1. Dezenas de anúncios do comércio grande e miúdo repetem a mesma inversão digna de um 1984 de George Orwell: "compre para economizar, economize comprando". Venha economizar gastando seu dinheiro conosco.

2. Outras dezenas de anúncios e programas de televisão variados repetem outra inversão digna de um Beckett: "envelheça cada vez mais jovem", sem perceber que o único antídoto efetivo contra o envelhecimento é justamente a morte.

3. Mais um bando imenso de pessoas, principalmente candidatos a todo tipo de cargo político, seja do executivo ou do legislativo, repetem incansavelmente, às vezes aos berros: "quanto mais armas e guerra, mais segurança e paz" - pelo menos metade disso aí é tirado ipsis litteris da distopia de Orwell.

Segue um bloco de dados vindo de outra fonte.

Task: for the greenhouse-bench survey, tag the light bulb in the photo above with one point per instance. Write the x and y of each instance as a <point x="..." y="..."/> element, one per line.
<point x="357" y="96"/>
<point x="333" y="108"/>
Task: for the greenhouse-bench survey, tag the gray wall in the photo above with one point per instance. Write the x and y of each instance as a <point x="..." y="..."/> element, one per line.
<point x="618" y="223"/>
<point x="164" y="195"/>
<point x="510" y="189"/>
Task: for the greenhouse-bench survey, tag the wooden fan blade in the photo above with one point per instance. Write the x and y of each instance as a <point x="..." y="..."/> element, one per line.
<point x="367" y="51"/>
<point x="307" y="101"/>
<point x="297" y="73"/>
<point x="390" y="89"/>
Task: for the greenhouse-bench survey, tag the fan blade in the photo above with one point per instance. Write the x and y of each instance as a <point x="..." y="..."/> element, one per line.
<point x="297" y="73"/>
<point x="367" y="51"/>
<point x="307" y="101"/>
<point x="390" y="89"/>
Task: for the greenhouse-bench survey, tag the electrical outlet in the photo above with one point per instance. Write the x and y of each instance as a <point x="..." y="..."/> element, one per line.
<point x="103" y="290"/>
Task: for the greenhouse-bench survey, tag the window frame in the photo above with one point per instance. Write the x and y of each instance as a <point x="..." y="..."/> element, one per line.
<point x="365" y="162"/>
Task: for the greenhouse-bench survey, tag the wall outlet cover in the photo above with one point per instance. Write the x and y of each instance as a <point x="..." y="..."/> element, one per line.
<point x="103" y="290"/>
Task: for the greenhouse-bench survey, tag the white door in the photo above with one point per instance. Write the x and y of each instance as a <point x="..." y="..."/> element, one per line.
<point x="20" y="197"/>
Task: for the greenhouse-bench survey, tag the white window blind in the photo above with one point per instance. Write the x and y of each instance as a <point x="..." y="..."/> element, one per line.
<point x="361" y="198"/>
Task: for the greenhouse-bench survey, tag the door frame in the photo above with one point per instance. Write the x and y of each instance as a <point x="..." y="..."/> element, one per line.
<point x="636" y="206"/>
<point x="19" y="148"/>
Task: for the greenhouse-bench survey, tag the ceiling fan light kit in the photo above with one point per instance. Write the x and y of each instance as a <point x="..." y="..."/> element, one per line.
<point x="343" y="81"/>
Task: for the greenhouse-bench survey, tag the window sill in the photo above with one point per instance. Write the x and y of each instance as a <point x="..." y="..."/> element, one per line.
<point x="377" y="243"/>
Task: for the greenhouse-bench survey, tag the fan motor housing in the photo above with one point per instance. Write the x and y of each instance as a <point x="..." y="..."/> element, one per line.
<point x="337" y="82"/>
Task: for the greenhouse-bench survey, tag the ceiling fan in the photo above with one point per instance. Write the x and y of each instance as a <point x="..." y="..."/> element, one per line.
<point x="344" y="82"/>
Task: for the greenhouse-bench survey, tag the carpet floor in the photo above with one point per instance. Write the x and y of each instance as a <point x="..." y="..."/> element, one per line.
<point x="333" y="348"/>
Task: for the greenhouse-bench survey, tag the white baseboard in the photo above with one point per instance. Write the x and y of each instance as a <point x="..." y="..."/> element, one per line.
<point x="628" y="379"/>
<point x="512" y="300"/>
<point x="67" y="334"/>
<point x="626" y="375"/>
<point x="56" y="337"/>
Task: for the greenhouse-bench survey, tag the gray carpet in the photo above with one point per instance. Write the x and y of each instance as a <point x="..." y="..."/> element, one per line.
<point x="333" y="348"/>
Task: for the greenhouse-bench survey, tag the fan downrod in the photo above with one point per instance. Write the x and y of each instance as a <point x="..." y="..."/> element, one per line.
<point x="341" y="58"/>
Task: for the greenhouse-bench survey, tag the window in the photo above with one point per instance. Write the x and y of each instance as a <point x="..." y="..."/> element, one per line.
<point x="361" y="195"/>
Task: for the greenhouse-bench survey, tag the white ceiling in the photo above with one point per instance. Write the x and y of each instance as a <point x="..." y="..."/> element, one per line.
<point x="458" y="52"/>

4. Meu filho fez dezessete anos, mesma idade da guerra do Afganistão. Os Estados Unidos estão em guerra declarada há todo esse tempo mas a guerra terceirizada parece não afetar nada no dia-a-dia de um povo anestesiado. Em 17 anos nada é conquistado, não há derrotas mas também não há vitórias. Pelo andar da carruagem ficaremos assim, em guerra, o resto da vida.

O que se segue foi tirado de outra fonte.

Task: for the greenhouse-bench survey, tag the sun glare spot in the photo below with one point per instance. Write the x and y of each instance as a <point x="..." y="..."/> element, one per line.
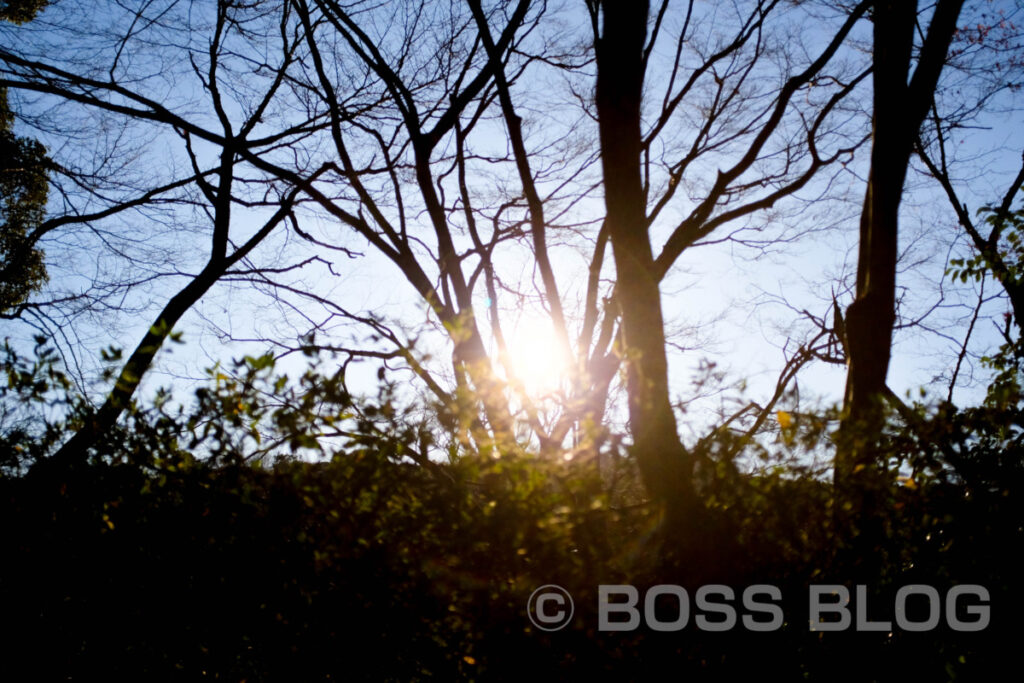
<point x="534" y="351"/>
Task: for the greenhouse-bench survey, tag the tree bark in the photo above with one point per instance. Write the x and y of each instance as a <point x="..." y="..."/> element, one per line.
<point x="665" y="465"/>
<point x="900" y="105"/>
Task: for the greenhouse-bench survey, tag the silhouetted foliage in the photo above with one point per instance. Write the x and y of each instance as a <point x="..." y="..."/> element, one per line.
<point x="192" y="544"/>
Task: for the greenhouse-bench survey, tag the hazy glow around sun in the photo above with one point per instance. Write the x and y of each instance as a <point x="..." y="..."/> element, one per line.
<point x="535" y="356"/>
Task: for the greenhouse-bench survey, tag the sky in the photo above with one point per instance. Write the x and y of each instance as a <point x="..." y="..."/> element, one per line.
<point x="737" y="304"/>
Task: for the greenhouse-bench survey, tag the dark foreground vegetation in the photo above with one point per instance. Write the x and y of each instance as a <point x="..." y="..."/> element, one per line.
<point x="174" y="553"/>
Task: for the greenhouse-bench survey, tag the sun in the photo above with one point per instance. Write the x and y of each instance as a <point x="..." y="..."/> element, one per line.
<point x="536" y="356"/>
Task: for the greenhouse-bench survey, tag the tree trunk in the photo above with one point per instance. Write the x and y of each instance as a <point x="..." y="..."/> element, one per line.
<point x="666" y="467"/>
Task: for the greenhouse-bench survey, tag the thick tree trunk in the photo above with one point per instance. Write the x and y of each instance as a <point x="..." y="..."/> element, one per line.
<point x="665" y="465"/>
<point x="900" y="107"/>
<point x="899" y="110"/>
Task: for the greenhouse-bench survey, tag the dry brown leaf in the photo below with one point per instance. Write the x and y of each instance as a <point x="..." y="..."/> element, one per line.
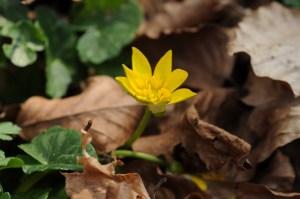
<point x="203" y="54"/>
<point x="165" y="17"/>
<point x="114" y="113"/>
<point x="100" y="182"/>
<point x="254" y="191"/>
<point x="214" y="146"/>
<point x="270" y="35"/>
<point x="160" y="185"/>
<point x="279" y="175"/>
<point x="278" y="127"/>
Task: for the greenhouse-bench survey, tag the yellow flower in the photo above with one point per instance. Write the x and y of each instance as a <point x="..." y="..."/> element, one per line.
<point x="158" y="89"/>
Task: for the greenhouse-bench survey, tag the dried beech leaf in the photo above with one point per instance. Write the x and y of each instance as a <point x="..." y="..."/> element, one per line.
<point x="99" y="182"/>
<point x="175" y="16"/>
<point x="160" y="185"/>
<point x="114" y="113"/>
<point x="270" y="35"/>
<point x="254" y="191"/>
<point x="279" y="125"/>
<point x="280" y="175"/>
<point x="203" y="54"/>
<point x="224" y="190"/>
<point x="214" y="146"/>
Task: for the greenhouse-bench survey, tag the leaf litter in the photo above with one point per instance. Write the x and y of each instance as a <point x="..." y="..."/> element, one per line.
<point x="236" y="133"/>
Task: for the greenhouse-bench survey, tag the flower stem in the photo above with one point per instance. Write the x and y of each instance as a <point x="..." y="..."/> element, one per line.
<point x="139" y="155"/>
<point x="140" y="129"/>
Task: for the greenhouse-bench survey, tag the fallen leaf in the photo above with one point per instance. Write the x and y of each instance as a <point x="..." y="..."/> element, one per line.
<point x="254" y="191"/>
<point x="278" y="126"/>
<point x="114" y="113"/>
<point x="100" y="181"/>
<point x="214" y="146"/>
<point x="165" y="17"/>
<point x="270" y="35"/>
<point x="160" y="185"/>
<point x="225" y="190"/>
<point x="279" y="175"/>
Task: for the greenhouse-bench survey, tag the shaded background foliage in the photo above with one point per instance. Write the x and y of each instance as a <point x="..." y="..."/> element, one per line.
<point x="60" y="43"/>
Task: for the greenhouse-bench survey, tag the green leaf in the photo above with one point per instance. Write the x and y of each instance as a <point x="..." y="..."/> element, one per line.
<point x="33" y="194"/>
<point x="58" y="194"/>
<point x="58" y="78"/>
<point x="9" y="162"/>
<point x="106" y="32"/>
<point x="55" y="149"/>
<point x="13" y="10"/>
<point x="60" y="51"/>
<point x="5" y="195"/>
<point x="27" y="39"/>
<point x="7" y="129"/>
<point x="292" y="3"/>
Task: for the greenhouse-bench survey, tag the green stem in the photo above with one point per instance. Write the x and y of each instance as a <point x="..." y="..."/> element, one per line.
<point x="29" y="181"/>
<point x="139" y="155"/>
<point x="140" y="129"/>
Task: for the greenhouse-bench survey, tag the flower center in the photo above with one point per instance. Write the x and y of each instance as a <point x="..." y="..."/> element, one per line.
<point x="151" y="90"/>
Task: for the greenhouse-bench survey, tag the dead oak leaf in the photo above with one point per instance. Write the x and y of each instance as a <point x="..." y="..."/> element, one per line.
<point x="165" y="17"/>
<point x="100" y="182"/>
<point x="270" y="35"/>
<point x="214" y="146"/>
<point x="279" y="126"/>
<point x="114" y="113"/>
<point x="280" y="175"/>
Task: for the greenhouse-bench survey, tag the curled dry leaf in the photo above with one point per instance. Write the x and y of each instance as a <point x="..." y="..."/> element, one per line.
<point x="214" y="146"/>
<point x="100" y="182"/>
<point x="254" y="191"/>
<point x="203" y="54"/>
<point x="280" y="174"/>
<point x="270" y="35"/>
<point x="165" y="17"/>
<point x="225" y="190"/>
<point x="278" y="125"/>
<point x="114" y="113"/>
<point x="161" y="185"/>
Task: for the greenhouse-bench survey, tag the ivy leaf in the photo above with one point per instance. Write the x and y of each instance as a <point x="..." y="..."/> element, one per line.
<point x="9" y="162"/>
<point x="60" y="51"/>
<point x="7" y="129"/>
<point x="106" y="33"/>
<point x="27" y="40"/>
<point x="35" y="193"/>
<point x="55" y="149"/>
<point x="5" y="195"/>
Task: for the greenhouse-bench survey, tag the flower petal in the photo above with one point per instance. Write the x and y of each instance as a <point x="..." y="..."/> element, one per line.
<point x="125" y="83"/>
<point x="175" y="79"/>
<point x="140" y="64"/>
<point x="163" y="67"/>
<point x="129" y="73"/>
<point x="181" y="94"/>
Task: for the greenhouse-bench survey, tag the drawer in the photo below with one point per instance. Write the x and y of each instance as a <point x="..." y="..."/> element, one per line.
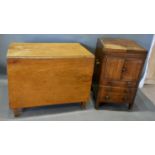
<point x="116" y="95"/>
<point x="118" y="83"/>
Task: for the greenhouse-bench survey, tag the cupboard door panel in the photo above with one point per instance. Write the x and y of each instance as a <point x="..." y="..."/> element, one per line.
<point x="113" y="68"/>
<point x="132" y="69"/>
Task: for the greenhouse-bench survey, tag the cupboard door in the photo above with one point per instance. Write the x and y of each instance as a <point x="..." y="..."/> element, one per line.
<point x="131" y="69"/>
<point x="113" y="68"/>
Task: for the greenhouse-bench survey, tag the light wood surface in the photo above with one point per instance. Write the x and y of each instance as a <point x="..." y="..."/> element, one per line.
<point x="47" y="50"/>
<point x="121" y="44"/>
<point x="55" y="79"/>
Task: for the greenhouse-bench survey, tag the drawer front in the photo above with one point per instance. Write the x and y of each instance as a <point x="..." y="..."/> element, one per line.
<point x="116" y="94"/>
<point x="119" y="83"/>
<point x="117" y="90"/>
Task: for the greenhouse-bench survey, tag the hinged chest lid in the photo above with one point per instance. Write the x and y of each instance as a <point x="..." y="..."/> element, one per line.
<point x="123" y="45"/>
<point x="47" y="50"/>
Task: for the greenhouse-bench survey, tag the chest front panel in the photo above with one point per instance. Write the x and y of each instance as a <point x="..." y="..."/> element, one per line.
<point x="121" y="69"/>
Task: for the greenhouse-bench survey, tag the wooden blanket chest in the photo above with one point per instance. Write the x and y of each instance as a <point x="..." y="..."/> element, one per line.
<point x="48" y="73"/>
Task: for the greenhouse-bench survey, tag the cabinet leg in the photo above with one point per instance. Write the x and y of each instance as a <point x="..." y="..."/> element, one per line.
<point x="17" y="112"/>
<point x="83" y="105"/>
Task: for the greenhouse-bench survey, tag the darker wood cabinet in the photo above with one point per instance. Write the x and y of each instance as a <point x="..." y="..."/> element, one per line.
<point x="118" y="69"/>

5. Isso para não falar de bombardeios regulares a pelo menos sete outros países: Iêmen, Paquistão, Iraque, Somália, Líbia, Síria e Sudão. Os aviões que fazem esses não tem pilotos, então não respondem a nenhum código ou regulamento da força aérea. Mas os meios de comunicação insistem que eles são precisos - "cirúrgicos" é o termo preferido.


Comments

Vdd. Coicidentemente um ex-colega se sala (da setima serie), que atualmente e publicitario, postou por esses dias no Facebook uma propaganda de cigarros antiga, nao sei de quando, que discussava que era bom que gravidas fumassem porque assim engordariam menos . Esse ex coleguinha comentou na postagem que era por isso que ele gostava de ser publicitario: "para brincar de Deus". Eu aqui pensei que talvez fosse mais apropriado ele reconhecer que brinca de diabo. (Tata)
Paulo said…
Cada época cria suas próprias prisões, né?
Sem dúvida!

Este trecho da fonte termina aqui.